ABSTRACT

The Victorians were not afraid to moralise, and they were willing to put money into the production of ‘good works’ (Roberts 2002). The material residue of philanthropy is spectacularly on view in such hefty civic edifices as libraries, sewers and hospitals. Equally, righteous purpose was impressed into the page. Specifically, the medium of letterpress production was invested with moral significance through narratives of progress, social justice and salvation that appeared in many self-reflexive, self-congratulatory celebrations of print culture in nineteenth-century publications (Secord 2000: 30; King and Plunkett 2004: 6). Furthermore, future progress would not be frightening, because it was rooted in past cultural production. This chapter considers the ‘default’ print technology of the first part of the nineteenth century that at first glance has clear links to Gutenberg’s process of 1450; letterpress accompanied by so-called ‘run-in relief’ illustrations. Production in this medium expanded tremendously in the period 1800-50 due to industrial methods of papermaking and the adoption of steam power. Self-help publications, aimed at improving and educating industrial workers, celebrated the very printing machines that had brought them into being, alongside a crash course in high culture, while conservative factions reiterated endless warnings of the dangers of universal education. Alongside this expansion came developments of specific ‘printer cultures’ of wood engravers, print tradesmen and journalists. In Britain, Europe and the United States, letterpress printing was hailed as a

democratic medium that would increase literacy for all.
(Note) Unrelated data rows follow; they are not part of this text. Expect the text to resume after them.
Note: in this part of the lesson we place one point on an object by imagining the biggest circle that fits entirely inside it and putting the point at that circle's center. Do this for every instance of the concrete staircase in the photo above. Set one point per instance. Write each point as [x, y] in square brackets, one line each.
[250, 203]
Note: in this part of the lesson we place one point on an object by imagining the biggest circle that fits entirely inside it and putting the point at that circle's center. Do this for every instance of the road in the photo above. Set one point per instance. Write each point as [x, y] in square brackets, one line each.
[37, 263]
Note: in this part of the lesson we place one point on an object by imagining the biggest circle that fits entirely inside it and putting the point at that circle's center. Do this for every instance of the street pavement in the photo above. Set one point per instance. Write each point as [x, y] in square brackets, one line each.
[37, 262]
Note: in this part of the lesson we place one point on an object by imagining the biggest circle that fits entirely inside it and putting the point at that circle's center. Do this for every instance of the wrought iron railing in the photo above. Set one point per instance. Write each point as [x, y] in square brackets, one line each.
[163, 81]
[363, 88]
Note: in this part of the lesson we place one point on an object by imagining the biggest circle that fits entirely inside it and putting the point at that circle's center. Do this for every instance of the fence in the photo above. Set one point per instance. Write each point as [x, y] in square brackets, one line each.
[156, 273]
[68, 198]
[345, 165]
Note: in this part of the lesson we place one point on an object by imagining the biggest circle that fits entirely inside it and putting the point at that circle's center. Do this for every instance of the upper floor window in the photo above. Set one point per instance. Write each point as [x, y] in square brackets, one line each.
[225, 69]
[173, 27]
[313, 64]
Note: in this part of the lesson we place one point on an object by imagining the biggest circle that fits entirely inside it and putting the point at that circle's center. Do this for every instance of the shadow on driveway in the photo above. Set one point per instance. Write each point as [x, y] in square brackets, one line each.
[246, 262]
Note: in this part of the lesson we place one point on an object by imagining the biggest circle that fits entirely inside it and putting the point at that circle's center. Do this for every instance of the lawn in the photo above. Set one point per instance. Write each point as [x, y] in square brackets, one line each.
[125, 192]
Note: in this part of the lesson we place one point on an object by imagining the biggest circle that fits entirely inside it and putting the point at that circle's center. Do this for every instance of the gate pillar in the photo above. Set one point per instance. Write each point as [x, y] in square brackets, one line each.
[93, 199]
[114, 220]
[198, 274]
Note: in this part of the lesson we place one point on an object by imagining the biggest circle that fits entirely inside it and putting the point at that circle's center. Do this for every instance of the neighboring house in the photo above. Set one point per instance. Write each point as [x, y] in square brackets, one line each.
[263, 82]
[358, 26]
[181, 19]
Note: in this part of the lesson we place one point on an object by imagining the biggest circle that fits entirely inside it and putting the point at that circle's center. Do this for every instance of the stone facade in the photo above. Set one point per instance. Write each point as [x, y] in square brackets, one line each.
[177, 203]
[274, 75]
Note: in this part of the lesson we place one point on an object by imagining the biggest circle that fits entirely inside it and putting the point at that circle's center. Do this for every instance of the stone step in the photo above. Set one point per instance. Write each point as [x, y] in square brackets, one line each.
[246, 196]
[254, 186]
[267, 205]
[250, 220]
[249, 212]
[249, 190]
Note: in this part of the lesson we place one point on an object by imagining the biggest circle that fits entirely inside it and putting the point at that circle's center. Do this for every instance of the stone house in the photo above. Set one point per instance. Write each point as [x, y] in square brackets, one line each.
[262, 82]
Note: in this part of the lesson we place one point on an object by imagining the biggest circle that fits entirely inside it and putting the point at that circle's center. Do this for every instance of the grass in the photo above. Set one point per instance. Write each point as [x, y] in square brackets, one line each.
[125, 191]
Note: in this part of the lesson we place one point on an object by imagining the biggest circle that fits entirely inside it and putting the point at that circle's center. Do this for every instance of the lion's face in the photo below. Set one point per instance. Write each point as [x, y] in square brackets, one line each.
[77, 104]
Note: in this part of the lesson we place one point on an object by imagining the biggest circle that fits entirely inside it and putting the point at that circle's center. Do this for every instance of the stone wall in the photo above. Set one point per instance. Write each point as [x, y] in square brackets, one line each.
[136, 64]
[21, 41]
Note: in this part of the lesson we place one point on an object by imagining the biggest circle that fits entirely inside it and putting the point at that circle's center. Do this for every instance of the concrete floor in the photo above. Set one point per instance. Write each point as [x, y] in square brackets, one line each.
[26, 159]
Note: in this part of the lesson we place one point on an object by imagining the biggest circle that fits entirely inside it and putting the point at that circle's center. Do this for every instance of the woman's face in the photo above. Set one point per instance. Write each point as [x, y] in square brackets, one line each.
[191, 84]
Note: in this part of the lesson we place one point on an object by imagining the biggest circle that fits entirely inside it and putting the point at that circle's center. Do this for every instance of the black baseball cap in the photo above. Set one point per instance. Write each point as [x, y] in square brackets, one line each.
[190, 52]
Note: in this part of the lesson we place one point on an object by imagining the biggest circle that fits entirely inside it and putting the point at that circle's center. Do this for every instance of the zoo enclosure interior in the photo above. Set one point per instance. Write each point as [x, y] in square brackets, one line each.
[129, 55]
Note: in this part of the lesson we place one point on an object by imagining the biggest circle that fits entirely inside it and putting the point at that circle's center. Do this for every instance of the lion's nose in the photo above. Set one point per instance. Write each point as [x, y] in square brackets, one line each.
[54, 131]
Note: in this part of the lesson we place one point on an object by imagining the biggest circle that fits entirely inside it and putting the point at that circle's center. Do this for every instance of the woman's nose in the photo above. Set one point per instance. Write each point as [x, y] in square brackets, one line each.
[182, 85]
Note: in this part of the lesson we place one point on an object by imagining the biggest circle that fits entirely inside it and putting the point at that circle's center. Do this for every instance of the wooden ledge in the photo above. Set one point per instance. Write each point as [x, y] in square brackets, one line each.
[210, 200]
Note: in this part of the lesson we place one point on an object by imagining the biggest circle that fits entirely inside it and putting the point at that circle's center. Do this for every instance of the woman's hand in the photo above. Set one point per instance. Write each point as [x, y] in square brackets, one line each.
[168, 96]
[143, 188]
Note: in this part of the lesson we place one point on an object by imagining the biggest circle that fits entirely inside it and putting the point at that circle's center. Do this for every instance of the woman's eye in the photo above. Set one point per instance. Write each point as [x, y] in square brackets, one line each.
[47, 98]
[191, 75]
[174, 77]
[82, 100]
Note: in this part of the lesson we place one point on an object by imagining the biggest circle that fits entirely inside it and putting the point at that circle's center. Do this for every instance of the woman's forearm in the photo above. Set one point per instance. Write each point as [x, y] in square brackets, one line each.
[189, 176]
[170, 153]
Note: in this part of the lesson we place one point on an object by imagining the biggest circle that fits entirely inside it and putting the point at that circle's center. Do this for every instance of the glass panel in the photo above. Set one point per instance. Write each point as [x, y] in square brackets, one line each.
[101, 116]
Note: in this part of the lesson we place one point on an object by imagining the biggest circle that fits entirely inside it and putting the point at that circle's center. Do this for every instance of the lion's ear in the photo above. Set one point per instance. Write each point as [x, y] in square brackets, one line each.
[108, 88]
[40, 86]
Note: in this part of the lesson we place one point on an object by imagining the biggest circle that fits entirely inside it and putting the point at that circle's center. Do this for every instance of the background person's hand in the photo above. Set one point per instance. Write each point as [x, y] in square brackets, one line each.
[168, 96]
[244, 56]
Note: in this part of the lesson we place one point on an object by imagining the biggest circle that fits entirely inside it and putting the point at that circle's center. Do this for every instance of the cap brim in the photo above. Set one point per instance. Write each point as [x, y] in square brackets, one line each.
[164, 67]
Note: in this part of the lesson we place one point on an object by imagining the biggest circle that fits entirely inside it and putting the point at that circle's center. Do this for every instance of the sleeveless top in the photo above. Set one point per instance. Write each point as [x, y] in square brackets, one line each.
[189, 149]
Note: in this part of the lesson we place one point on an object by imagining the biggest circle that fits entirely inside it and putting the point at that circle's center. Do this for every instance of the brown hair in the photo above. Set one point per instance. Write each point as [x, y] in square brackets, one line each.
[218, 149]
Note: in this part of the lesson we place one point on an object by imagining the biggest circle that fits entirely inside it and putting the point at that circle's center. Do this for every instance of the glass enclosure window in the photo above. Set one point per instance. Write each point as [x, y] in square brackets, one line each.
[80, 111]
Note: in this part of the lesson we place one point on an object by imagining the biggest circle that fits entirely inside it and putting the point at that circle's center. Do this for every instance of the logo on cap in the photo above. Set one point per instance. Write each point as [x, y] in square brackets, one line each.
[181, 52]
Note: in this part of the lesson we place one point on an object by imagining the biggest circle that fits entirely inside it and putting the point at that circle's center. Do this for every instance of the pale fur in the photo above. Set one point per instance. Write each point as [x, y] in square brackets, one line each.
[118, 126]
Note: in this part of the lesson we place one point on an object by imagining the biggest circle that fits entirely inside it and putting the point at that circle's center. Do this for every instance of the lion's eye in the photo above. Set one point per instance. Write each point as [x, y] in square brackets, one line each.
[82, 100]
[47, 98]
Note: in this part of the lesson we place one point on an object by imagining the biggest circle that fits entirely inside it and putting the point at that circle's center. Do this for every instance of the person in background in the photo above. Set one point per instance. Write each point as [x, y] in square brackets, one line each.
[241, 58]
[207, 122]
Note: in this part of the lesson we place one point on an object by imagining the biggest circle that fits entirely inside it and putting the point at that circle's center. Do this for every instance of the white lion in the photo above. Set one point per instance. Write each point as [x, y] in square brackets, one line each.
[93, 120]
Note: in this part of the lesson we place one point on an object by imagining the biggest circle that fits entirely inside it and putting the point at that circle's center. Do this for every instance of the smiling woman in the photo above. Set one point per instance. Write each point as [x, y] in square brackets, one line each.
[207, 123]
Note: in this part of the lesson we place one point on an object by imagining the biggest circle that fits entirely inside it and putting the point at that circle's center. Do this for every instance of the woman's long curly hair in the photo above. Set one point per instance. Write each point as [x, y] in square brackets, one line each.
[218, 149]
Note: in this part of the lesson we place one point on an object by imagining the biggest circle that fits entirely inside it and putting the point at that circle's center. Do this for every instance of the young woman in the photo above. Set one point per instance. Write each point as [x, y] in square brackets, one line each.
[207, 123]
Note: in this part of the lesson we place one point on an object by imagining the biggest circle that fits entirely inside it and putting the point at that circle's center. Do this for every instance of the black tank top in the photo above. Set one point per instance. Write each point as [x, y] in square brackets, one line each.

Publications aimed at working-class readers linked together print, freedom and industrial progress, celebrating the press as a ‘powerful engine’ for improvement (Glasgow Mechanics’ Magazine 1824: v). Artisans hailed print as a virtual archive of knowledge that would place the arts of the workshop beyond ‘the reach of vicissitude and decay’ and thus lead to endless progress (Mechanics’ Magazine Volume 6, 1 January 1827: iv). Publications for popular general reading such as the Penny Magazine ran a blow-by-blow illustrated account of its own production processes in its opening issues. And while these print methods were presented as the motor of progress, the spirit of Gutenberg was resurrected as a modern ‘hero of invention’ alongside industrial giants such as James Watt, developer of the condensing steam engine, or Robert Stephenson

the powerful railway engineer (MacLeod 2007; Fox 2009). Expansion in print production took place amongst the social, economic and industrial infrastructures of the nineteenth century, organised in terms of market capitalism and the development of political ideologies of liberalism and ‘free trade’. New means of transport such as the railway (Schivelbusch 1986; Freeman 1999) increased the speed and quantity of travelling objects both animate and inanimate; newspapers and their readers circulated endlessly as part of the ‘uninterrupted disturbance of all social conditions, the everlasting uncertainty and agitation’ of capitalist modernity, attacked so exhilaratingly in the Communist manifesto (Marx and Engels 2008 [1848]; Berman 2010). Rapid communication, increasing readerships, and the notion that culture could be formed within national and international networks developed literary technologies for ‘engineering empires’ in the expanding imperialist nations of Europe (Marsden and Smith 2005). In this battlefield of values, persuasive words were only one weapon. To many, the medium of letterpress itself also became a focus for attention as a potential source of order. In letterpress printing, inked metal type impresses the white paper as well

as marking it with pigment. If you run your fingers down a printed page you can feel the indentations of the lines of type and the individual letters. To many readers and commentators, this heavy impress acts as a kind of brand into the skin of the page, a ‘clawmark of meaning’ (Chappell and Bringhurst 1990: 285) that gives authority to the text. The long duration of this printing technique lent an aura of tradition. Influential popularisers of print culture

such as William Blades stressed the historical aspects of hand press work in a way that appealed to non-specialist audiences who would have been familiar with the small jobbing print workshops in their local economies. Less obviously, but of equal importance, new industrial techniques of production such as stereotyping created mechanised forms of letterpress that modified previous notions of the status of the printed word, and challenged the status of printers as skilled craft workers. Letterpress was the medium through which many of the most charged debates about power, truth and culture in the period were staged, while in printing houses parallel struggles for the moral high ground between traditional values and new ways of working were also staged in relation to control of production.